There was a time when I didnt care about the image starring back at me in the mirror. I wish I could get that time back. There was a time when I didnt go out of my way to try to avoid mirrors or cameras. But now I grimace if I see my reflection. There was a time I could tie my laces without descending into a grey mood for hours. Now its a fight with a tummy,boobs and gravity. There was a time if I caught my reflection I would smile at myself. Now I don’t smile.
I took for granted being able to eat whatever I wanted. I took for granted hip bones and clavicles and foolishly thought I would never have to watch my weight. Oh how stupid I was.
Time can be a cruel master and now in my early 40′s I am not the smiley slim , hip mother I thought I would be. I am not the person my dreams and ideas were made of. Instead I see every pound my body is now carrying. Once commented on cheek bones now hide, buried not to be commented on again.
As if in a cruel joke to pay me back for every smug smile I ever smiled, the healthier I become the larger I seem to be. The more I exercise the more ill I become. Right now I struggling to know who ‘me’ is as the me I have become isn’t making me happy.
Day 18, Saturday: Tell a story from your childhood.
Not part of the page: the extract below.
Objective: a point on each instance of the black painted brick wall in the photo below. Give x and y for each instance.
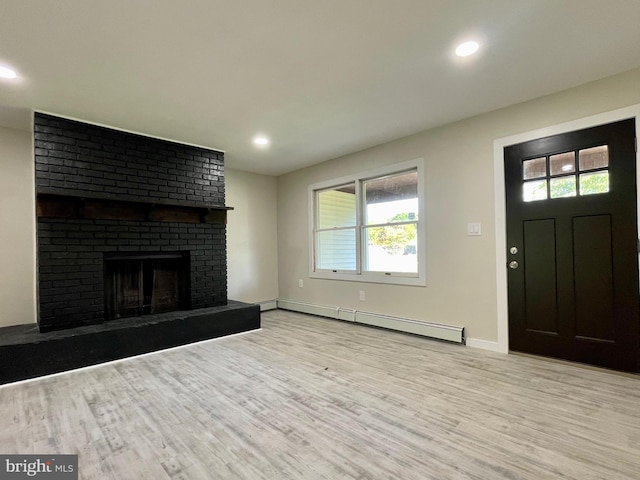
(71, 252)
(73, 158)
(98, 162)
Dig deep and try to be descriptive about what you remember and how you felt.
You would think that as I am adopted the most powerful or influential story I could retell would be that of when my adoptive parents told me I was adopted. It’s not. Not that adoption hasn’t changed me or made me who I am because it has in so many ways. But the fact is my parents never sat me down and told me I was adopted, I just grew up knowing. I was told every day that I was special to them in so many ways and one of the ways was that I was chosen. My mum would tell me I didn’t grow under her heart but in it.
I cant also recall any story’s from my childhood. We lived in an big old house till I was about 7 but my memory of it is rather ….well …..non-existent really. After the big old house, which actually after checking it out on google recently isn’t big or as grand as I remember, we moved to the lovely county Cornwall. But still sitting here trying to think of story’s from my youth has made me realise that I don’t have any. I have flashbacks but they are just photographs I can’t remember anything that happened before or after the photographs was taken. But in my defence my youth was 20 to 30 years ago and I struggle to remember what I did yesterday most of the time.
So from today’s writing prompt I have learnt that memory’s do fade, even happy ones, they can get lost and forgotten and that you should try and capture every moment in whatever way you can because one day your dear old brain will fail you like mine has me.
Day 17, Friday: A favourite photo of yourself and why
There are not many pictures of me I like as I am bit self critical and very fussy. But I do like this one. Its me and my daughter and was taken a couple of years ago. What I love about it was the messyness of everything. Its not posed, were not posing and neither of us cared our hair was a mess and neither of us had no make up on. Its also the photo that made me realise how few a photos I have of the children with me actually in the picture, something we are trying to rectify.